Adam Sandler has paid a personal tribute to friend and former Saturday Night Live castmate Norm Macdonald following the comedian’s death.
Macdonald died on Tuesday, aged 61, nine years after being diagnosed with cancer.
Known for his dry delivery and a comedic outlook that pulled no punches, Macdonald rose to fame during a five-year stay on SNL from 1993 to 1998. That spell included a three-year stint as the host of the popular “Weekend Update” segment.
Sandler spent two years working alongside Macdonald on SNL before embarking on a successful film career, but the pair remained firm friends.
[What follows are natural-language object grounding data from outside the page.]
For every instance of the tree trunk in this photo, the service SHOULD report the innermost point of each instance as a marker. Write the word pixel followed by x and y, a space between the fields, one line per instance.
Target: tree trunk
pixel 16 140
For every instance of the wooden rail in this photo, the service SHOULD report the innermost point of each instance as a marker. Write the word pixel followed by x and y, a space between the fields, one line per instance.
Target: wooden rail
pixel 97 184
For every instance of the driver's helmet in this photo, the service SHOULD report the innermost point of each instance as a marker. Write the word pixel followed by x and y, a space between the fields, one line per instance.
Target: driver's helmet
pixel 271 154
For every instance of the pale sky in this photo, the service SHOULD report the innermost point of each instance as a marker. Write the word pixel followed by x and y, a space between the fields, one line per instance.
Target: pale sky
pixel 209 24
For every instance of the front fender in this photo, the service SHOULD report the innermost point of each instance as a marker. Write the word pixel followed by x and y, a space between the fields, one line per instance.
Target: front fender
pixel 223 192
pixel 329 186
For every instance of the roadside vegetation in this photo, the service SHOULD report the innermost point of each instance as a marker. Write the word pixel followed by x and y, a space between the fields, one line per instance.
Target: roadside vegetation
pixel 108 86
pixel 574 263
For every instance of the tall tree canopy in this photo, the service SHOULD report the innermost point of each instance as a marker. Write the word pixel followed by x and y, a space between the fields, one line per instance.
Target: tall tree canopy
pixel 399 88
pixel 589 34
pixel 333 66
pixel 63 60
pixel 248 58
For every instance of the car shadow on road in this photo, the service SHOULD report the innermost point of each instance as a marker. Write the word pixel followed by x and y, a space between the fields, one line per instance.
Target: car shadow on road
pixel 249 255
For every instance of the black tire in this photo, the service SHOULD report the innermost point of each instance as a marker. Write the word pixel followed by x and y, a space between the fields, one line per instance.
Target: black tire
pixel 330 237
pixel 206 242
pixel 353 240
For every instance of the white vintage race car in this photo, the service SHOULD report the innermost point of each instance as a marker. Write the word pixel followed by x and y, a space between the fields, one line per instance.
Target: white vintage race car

Macdonald went on to appear in Sandler’s breakthrough hit Billy Madison while Sandler later returned the favor with a cameo appearance in Macdonald’s own movie, Dirty Work.
Though the later part of Macdonald’s career saw him focus on stand-up and voice acting work, he continued to make sporadic cameo appearances in Sandler’s films including roles in Funny People, Grown Ups, Jack & Jill and The Ridiculous Six.
In the wake of his passing, Sandler was among those to pay his respects to Macdonald in an emotional tweet remembering his friend.
“Every one of us loved Norm. Some of the hardest laughs of my life [were] with this man,” he wrote. “Most fearless funny original guy we knew. An incredible dad. A great friend. A legend. Love u pal.”
Lorne Michaels also paid his respects on behalf of SNL in a statement that read: “Today is a sad day. All of us here at SNL mourn the loss of Norm Macdonald, one of the most impactful comedic voices of his or any other generation.
“There are so many things that we’ll miss about Norm — from his unflinching integrity to his generosity to his consistent ability to surprise. But most of all he was just plain funny. No one was funny like Norm.”
Rob Schneider, who also featured alongside Macdonald on SNL and regularly had the comedian make cameo appearances in films like Deuce Bigalow and The Animal, recalled how Macdonald often made him “cry with laughter.”
“When I think of you, my tears will run down my face with all the memories of all the laughter and all the joys that you brought to all of us,” he said on Twitter.
Another SNL castmate, Molly Shannon posted on Instagram: “Norm, may you rest in peace. You were unmistakably intelligent —your comedy and the way you cared so much about words and sentences and storytelling was like no one else.”
Bob Saget said that he was “devastated” after hearing the news.
“Met Norm in Ottawa when he was in my audience at 17 years old. Been close for decades.” he wrote on Twitter sharing a picture of them together. “We have lost a comedic genius. No other voice in comedy has been as uniquely prolific, brazen, dark, hilarious, and heartfelt. Love you forever, Norm.”
Former late-night host David Letterman, who regularly had Macdonald on as a guest, was similarly effusive in his praise of the comedian.
“In every important way, in the world of stand-up, Norm was the best. An opinion shared by me and all peers,” he said in a statement posted to Twitter.
“Always up to something, never certain, until his matter-of-fact delivery leveled you. I was always delighted by his bizarre mind and earnest gaze. (I’m trying to avoid using the phrase, ‘twinkle in his eyes’). He was a lifetime Cy Young winner in comedy. Gone, but impossible to forget.”
Countless other notable names from the world of comedy and beyond have paid tribute to Macdonald, including Jim Carrey, Steve Martin and Seth Rogen.